Exponential Demand: The True Drivers of Growth
The growing appetite for copper stems from two strategic sectors shaping the global economy. On one hand, the transition to electric mobility is generating massive needs for copper in batteries, motors, and charging infrastructure. On the other hand, the rapid expansion of AI data centers requires significant quantities of this metal for energy installations and cooling systems.
These two pillars of future demand explain why copper prices are attracting so much attention in financial markets. According to NS3.AI, experts estimate that a supply deficit of 10 million tons could develop by 2040, an alarming projection for the global supply chain.
Regional Imbalance: Asia as the Center of Gravity
Geographical analysis reveals a remarkable concentration of future demand. The Asian continent is expected to capture 60% of the overall increase in copper consumption during the period considered. This uneven distribution of regional needs further complicates the supply constraints issue and poses major logistical challenges.
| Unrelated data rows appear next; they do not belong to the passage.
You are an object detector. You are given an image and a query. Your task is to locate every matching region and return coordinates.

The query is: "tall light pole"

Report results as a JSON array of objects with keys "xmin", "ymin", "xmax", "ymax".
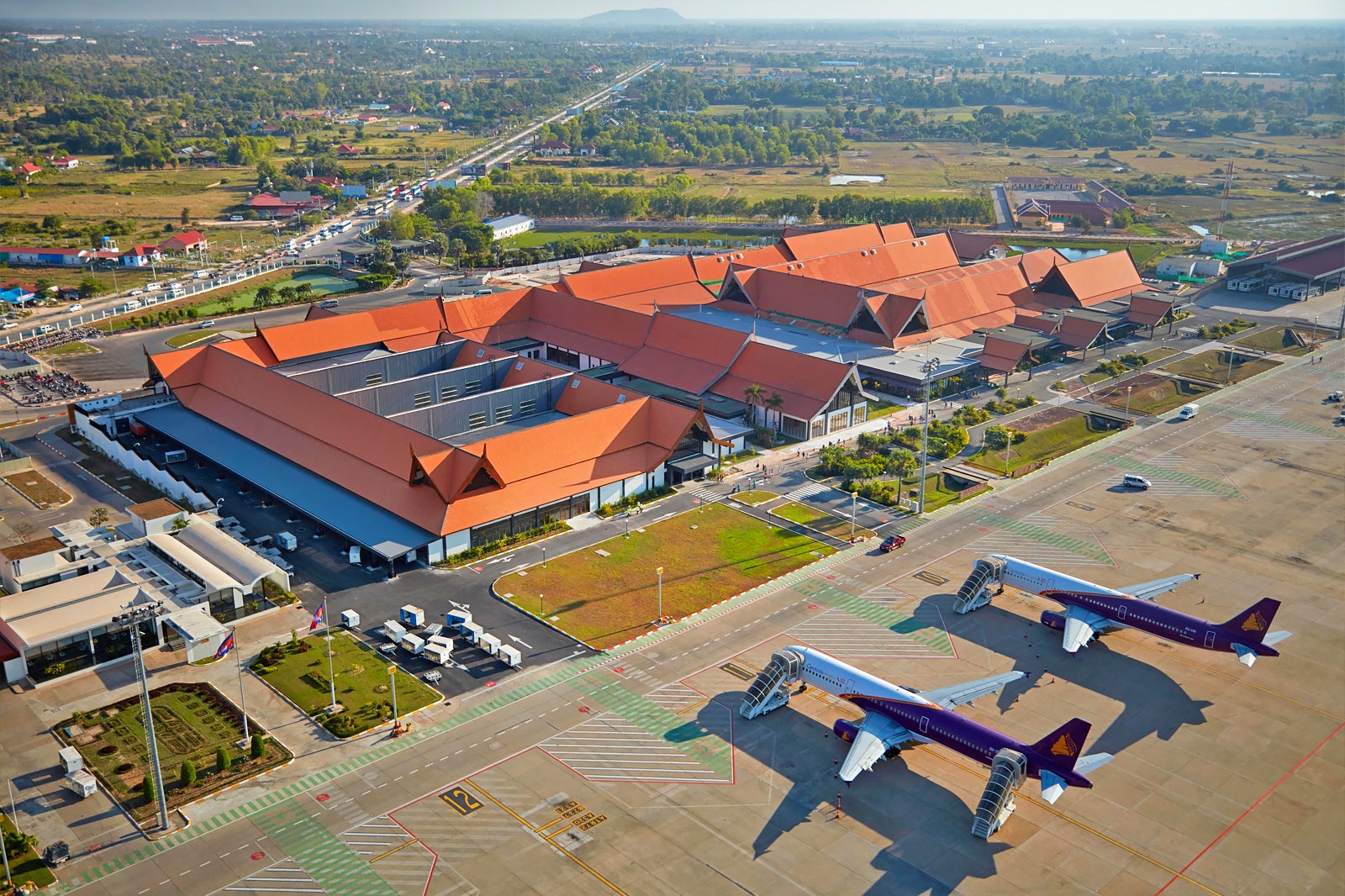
[
  {"xmin": 113, "ymin": 596, "xmax": 168, "ymax": 830},
  {"xmin": 916, "ymin": 358, "xmax": 940, "ymax": 514},
  {"xmin": 654, "ymin": 567, "xmax": 663, "ymax": 621}
]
Copper Price Trajectory: Bullish Breakout in Perspective
Faced with this scenario of structural scarcity, analysts are increasingly examining copper price formation. Several market observers believe that the metal could potentially double in value if it manages to break through and establish itself outside the long-term bullish channel. This ambitious outlook reflects the magnitude of the anticipated imbalance between supply and demand.
The implications for investors and industrial players remain significant, especially for those exposed to renewable energy and technological innovation sectors.